/CS479-Assignment_3

KAIST CS479: Machine Learning for 3D Data (2023 Fall) Programming Assignment 3

Primary LanguageJupyter NotebookOtherNOASSERTION

Introduction to Diffusion Models

KAIST CS479: Machine Learning for 3D Data (Fall 2023)
Programming Assignment 3

Instructor: Minhyuk Sung (mhsung [at] kaist.ac.kr)
TA: Juil Koo (63days [at] kaist.ac.kr)

Due: October 15, 2023 (Sunday) 23:59 KST

Where to Submit: GradeScope

Setup

We use the same conda environment used in Assignment1. You can skip the part of creating conda environment and just install additional packages in requirements.txt following the instruction below.

conda create -n diffusion python=3.9
conda activate diffusion
conda install pytorch=1.13.0 torchvision pytorch-cuda=11.6 -c pytorch -c nvidia
conda install -c fvcore -c iopath -c conda-forge fvcore iopath
conda install pytorch3d -c pytorch3d

Lastly, install the required package within the requirements.txt

pip install -r requirements.txt

Code Structure

.
├── 2d_plot_diffusion_todo    (Task 1)
│   ├── ddpm_tutorial.ipynb       <--- Main code
│   ├── dataset.py                <--- Define dataset (Swiss-roll, moon, gaussians, etc.)
│   ├── network.py                <--- (TODO) Implement a noise prediction network
│   └── ddpm.py                   <--- (TODO) Define a DDPM pipeline
│
└── image_diffusion_todo (Task 2)
    ├── dataset.py                <--- Ready-to-use AFHQ dataset code
    ├── train.py                  <--- DDPM training code
    ├── sampling.py               <--- Image sampling code
    ├── ddpm.py                   <--- (TODO) Define a DDPM pipeline
    ├── module.py                 <--- Basic modules of a noise prediction network
    ├── network.py                <--- Noise prediction network of 2D images
    └── fid
        ├── measure_fid.py        <--- script measuring FID score
        └── afhq_inception.ckpt   <--- pre-trained classifier for FID

Task 0: Introduction

Assignment Tips

Implementation of diffusion models can be simple once you understand the theory.

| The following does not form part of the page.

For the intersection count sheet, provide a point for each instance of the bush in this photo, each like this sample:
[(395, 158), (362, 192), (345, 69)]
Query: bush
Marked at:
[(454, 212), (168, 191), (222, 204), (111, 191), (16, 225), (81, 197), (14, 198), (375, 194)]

So, to learn the most from this assignment, it's highly recommended to check out the details in the related papers and understand the equations BEFORE you start the assignment. You can check out the resources in this order:

  1. [paper] Denoising Diffusion Probabilistic Models
  2. [paper] Denoising Diffusion Implicit Models
  3. [blog] Lilian Wang's "What are Diffusion Models?"
  4. [slide] Summary of DDPM and DDIM

More further reading materials are provided here.

Forward Process

Denoising Diffusion Probabilistic Model (DDPM) is one of latent-variable generative models consisting of a Markov chain. In the Markov chain, let us define a forward process that gradually adds noise to the data sampled from a data distribution $\mathbf{x}_0 \sim q(\mathbf{x}_0)$ so that $\mathbf{x}_0$ becomes pure white Gaussian noise at $t=T$. Each transition of the forward process is as follows:

$$ q(\mathbf{x}_t | \mathbf{x}_{t-1}) := \mathcal{N}(\mathbf{x}_t; \sqrt{1-\beta_t}\mathbf{x}_{t-1}, \beta_t \mathbf{I}), $$

where a variance schedule $\beta_1, \dots, \beta_T$ controlls the step sizes.

Thanks to a nice property of a Gaussian distribution, one can directly sample $\mathbf{x}_t$ at an arbitrary timestep $t$ from real data $\mathbf{x}_0$ in closed form:

$$q(\mathbf{x}_t | \mathbf{x}_0) = \mathcal{N}(\mathbf{x}_t ; \sqrt{\bar{\alpha}_t} \mathbf{x}_0, (1 - \bar{\alpha}_t) \mathbf{I}). $$

where $\alpha_t := 1 - \beta_t$ and $\bar{\alpha}_t := \prod$ $_{s=1}^T \alpha_s$.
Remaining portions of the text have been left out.